The Substitute Decisions Act also provides guidance regarding the execution of a POA for Personal Care,[3] revocation,[4] resignation,[5] and termination.[6]

The POA for Personal Care requirements are set out at s. 46 of the Substitute Decisions Act.  Notably, this type of document is a more flexible vehicle for assisting the grantor with personal care decisions when, and if it becomes necessary to do so, and is sometimes informally, referred to as a “Living Will” which may contain advance directives for care.

A POA for Personal Care is never used except in circumstances where the grantor is incapable of making a decision either because the grantor is generally unable to make decisions, or is not able to make specific decisions.[7]  The Substitute Decisions Act prohibits the persons who provide health care for compensation, or residential social or support services to a grantor for compensation from acting as an Attorney under a POA for Personal Care except insofar as the person is the spouse, partner or relative of the grantor.[8]  An Attorney, under a POA for Personal Care can make decisions concerning health care, nutrition, shelter, clothing, hygiene or safety.  Some health care decisions made by the substitute decision maker are also covered by the Health Care Consent Act.
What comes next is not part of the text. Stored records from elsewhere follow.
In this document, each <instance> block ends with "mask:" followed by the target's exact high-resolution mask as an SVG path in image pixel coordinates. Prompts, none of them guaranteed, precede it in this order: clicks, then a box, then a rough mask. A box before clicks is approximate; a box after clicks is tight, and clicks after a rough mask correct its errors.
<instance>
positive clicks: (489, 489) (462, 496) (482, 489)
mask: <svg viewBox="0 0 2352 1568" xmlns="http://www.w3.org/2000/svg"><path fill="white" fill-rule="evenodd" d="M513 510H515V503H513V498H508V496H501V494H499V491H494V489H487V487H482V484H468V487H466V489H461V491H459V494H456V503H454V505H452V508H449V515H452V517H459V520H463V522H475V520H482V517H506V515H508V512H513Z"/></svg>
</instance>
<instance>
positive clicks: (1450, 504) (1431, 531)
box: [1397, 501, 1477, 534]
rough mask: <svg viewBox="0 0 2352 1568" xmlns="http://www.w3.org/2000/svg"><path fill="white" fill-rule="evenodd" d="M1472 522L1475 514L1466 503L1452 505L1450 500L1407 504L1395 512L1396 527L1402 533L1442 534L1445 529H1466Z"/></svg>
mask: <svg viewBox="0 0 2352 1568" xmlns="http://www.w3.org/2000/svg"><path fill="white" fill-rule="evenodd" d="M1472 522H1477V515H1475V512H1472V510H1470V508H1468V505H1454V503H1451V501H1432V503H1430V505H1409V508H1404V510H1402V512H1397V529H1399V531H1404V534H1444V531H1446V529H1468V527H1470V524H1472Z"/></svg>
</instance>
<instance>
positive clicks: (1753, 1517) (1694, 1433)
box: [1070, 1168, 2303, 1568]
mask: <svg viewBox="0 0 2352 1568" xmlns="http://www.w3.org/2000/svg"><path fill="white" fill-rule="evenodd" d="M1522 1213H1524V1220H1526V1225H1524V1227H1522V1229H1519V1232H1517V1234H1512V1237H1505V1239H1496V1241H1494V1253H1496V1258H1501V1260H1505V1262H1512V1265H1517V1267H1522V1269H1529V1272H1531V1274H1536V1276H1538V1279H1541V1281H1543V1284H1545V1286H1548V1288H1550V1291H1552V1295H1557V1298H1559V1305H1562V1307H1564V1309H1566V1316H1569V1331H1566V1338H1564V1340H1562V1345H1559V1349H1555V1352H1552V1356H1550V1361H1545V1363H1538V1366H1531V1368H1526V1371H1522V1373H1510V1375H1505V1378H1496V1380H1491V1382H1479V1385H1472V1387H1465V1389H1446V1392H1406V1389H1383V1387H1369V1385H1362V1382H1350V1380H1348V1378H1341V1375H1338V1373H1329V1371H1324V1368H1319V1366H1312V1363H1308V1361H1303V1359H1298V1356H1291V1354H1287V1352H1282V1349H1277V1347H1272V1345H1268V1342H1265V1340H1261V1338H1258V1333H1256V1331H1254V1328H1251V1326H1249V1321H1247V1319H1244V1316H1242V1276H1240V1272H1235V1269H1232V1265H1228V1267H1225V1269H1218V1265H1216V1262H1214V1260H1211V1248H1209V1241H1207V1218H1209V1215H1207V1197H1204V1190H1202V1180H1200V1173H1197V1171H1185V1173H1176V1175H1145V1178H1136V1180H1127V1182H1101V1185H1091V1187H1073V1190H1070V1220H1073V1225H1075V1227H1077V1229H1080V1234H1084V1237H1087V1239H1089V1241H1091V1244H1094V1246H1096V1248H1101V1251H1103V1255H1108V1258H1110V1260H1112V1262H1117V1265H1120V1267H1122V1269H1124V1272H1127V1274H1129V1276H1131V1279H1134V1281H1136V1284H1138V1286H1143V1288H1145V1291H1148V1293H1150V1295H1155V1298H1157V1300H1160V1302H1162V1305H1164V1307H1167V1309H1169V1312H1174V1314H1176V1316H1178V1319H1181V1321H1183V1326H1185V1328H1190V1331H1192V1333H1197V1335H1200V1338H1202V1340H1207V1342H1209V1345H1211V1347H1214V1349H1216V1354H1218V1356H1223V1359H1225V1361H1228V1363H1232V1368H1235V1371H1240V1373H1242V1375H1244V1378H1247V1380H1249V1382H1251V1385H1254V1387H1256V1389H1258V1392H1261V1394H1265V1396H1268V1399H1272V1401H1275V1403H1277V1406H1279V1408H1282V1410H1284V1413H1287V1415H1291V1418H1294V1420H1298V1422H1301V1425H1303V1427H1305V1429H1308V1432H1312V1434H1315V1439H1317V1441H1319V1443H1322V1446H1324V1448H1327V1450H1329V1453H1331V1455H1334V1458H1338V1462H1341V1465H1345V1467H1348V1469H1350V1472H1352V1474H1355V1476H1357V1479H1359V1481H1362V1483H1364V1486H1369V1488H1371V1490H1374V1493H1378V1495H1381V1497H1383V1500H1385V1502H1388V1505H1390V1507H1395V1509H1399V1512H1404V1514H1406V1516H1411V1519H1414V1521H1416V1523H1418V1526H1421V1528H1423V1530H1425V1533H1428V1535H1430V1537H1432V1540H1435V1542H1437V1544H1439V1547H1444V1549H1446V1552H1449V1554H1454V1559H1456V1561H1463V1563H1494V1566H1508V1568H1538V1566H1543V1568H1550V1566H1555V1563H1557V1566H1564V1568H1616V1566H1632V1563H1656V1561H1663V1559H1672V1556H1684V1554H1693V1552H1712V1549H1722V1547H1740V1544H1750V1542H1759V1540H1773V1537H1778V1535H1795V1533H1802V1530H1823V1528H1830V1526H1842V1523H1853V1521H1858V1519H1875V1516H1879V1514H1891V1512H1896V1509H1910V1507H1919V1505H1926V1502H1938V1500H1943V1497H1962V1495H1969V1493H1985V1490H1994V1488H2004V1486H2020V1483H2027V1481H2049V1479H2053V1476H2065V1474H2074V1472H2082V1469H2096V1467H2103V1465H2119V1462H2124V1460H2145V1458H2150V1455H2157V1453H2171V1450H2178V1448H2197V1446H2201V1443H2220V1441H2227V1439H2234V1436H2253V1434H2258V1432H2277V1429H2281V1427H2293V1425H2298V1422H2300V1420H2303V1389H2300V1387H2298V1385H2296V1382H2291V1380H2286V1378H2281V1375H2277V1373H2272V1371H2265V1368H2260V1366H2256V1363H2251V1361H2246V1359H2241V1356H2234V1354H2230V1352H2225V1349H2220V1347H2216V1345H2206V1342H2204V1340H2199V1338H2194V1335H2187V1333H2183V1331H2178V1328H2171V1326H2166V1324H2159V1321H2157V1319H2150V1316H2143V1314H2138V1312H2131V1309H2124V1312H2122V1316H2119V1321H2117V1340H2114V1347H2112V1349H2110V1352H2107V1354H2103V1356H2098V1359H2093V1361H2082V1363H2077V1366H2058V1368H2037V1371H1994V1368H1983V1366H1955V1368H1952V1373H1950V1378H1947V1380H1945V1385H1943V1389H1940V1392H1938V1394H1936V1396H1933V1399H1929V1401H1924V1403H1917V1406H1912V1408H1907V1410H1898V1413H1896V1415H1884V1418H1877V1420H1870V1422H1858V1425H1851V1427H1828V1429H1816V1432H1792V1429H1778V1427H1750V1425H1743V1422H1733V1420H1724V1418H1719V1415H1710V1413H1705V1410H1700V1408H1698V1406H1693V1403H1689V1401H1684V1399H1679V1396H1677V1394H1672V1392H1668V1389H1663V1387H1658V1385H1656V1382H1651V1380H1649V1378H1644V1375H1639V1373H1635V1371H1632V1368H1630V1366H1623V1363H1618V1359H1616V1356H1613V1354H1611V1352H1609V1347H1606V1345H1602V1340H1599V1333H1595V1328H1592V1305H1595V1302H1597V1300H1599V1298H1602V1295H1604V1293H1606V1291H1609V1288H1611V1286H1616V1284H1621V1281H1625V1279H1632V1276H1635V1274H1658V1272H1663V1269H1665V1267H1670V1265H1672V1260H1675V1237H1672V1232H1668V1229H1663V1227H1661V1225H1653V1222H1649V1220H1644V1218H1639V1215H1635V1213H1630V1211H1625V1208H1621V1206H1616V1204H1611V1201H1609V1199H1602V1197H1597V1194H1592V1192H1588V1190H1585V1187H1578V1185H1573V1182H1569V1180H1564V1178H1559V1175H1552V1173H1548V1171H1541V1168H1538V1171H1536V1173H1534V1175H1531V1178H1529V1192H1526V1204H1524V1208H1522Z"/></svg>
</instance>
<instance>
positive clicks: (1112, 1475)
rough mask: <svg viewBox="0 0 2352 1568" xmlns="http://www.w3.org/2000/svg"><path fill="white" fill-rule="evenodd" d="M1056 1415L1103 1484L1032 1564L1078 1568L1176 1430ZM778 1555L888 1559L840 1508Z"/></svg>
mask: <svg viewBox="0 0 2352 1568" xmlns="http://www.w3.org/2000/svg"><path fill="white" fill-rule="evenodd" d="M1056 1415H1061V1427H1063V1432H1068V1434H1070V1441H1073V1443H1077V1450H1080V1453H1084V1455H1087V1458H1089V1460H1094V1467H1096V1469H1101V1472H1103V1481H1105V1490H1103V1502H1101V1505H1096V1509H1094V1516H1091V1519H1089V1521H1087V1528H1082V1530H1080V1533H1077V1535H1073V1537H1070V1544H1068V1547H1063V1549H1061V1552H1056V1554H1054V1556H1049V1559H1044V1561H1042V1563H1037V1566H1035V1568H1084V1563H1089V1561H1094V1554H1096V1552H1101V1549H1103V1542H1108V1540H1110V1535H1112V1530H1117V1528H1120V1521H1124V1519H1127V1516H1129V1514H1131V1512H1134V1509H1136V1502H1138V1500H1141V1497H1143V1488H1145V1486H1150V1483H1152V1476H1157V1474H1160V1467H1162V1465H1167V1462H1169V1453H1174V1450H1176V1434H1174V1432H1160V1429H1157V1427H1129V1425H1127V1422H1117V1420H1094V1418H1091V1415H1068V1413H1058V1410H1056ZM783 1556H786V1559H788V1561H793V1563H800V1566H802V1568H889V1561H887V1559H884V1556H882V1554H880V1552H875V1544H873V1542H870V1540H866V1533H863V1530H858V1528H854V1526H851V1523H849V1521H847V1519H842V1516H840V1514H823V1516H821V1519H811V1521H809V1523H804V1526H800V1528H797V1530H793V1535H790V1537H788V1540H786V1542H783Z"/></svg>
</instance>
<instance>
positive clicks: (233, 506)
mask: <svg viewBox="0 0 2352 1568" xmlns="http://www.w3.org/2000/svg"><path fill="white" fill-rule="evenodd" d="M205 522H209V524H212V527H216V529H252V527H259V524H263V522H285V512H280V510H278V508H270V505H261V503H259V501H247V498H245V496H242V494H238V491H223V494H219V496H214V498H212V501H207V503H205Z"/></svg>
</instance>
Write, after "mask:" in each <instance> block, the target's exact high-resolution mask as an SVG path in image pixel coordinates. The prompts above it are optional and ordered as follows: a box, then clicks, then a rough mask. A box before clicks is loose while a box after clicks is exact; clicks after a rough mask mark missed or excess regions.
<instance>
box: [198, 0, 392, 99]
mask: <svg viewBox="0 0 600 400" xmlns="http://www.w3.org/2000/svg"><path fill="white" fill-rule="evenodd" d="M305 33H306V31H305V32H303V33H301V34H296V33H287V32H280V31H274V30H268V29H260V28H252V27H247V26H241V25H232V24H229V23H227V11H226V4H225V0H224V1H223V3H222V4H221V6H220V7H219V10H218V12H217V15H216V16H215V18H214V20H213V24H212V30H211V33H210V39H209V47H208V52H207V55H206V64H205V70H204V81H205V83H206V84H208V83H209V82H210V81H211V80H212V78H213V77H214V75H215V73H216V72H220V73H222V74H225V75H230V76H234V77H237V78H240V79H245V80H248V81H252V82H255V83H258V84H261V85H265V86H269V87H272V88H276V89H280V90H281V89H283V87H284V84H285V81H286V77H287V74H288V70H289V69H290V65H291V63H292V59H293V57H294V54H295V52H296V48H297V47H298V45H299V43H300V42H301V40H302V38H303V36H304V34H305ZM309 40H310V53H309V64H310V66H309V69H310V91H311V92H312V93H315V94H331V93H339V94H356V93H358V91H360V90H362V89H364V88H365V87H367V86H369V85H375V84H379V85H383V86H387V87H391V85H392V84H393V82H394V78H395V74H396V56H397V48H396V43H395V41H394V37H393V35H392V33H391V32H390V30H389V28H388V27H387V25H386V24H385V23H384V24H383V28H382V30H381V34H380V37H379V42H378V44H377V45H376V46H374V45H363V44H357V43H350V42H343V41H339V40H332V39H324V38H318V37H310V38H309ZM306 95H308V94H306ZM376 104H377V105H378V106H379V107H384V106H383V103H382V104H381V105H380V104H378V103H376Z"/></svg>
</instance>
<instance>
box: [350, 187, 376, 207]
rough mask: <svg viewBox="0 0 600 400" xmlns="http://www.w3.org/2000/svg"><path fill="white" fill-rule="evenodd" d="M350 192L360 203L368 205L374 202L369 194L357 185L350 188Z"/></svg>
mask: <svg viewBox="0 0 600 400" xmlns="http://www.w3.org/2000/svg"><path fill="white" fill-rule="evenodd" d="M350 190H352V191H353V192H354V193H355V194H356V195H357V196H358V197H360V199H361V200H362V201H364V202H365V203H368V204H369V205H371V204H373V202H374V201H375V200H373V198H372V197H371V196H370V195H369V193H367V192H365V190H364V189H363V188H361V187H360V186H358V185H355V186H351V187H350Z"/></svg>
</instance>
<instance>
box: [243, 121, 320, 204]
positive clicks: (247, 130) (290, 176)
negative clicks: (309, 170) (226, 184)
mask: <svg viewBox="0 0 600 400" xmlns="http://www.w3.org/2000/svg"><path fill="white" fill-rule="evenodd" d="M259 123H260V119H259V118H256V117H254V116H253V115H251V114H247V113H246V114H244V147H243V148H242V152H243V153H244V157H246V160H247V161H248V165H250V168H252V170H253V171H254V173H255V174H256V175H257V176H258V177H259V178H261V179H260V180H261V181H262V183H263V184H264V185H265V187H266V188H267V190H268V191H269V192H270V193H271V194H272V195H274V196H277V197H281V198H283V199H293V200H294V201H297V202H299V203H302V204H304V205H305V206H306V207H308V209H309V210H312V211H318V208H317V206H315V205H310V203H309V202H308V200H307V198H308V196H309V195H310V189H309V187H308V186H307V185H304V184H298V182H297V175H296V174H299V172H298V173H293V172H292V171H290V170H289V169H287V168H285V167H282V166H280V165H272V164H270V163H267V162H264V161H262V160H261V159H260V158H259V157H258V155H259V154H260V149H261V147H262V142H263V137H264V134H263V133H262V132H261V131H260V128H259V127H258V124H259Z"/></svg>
[1] Health Care Consent Act, 1996, SO 1996, C.2, Schedule A.

[2] Ibid at Part 1 General, s. 1(a)-(f).

[3] Substitute Decisions Act, supra note 9, at s. 48.

[4] Ibid at s. 50.

[5] Ibid at s. 52.

[6] Ibid at s. 53.

[7] Ibid at s. 49.

[8] Ibid at s. 46(3).

This paper is intended for the purposes of providing information only and is to be used only for the purposes of guidance. This paper is not intended to be relied upon as the giving of legal advice and does not purport to be exhaustive.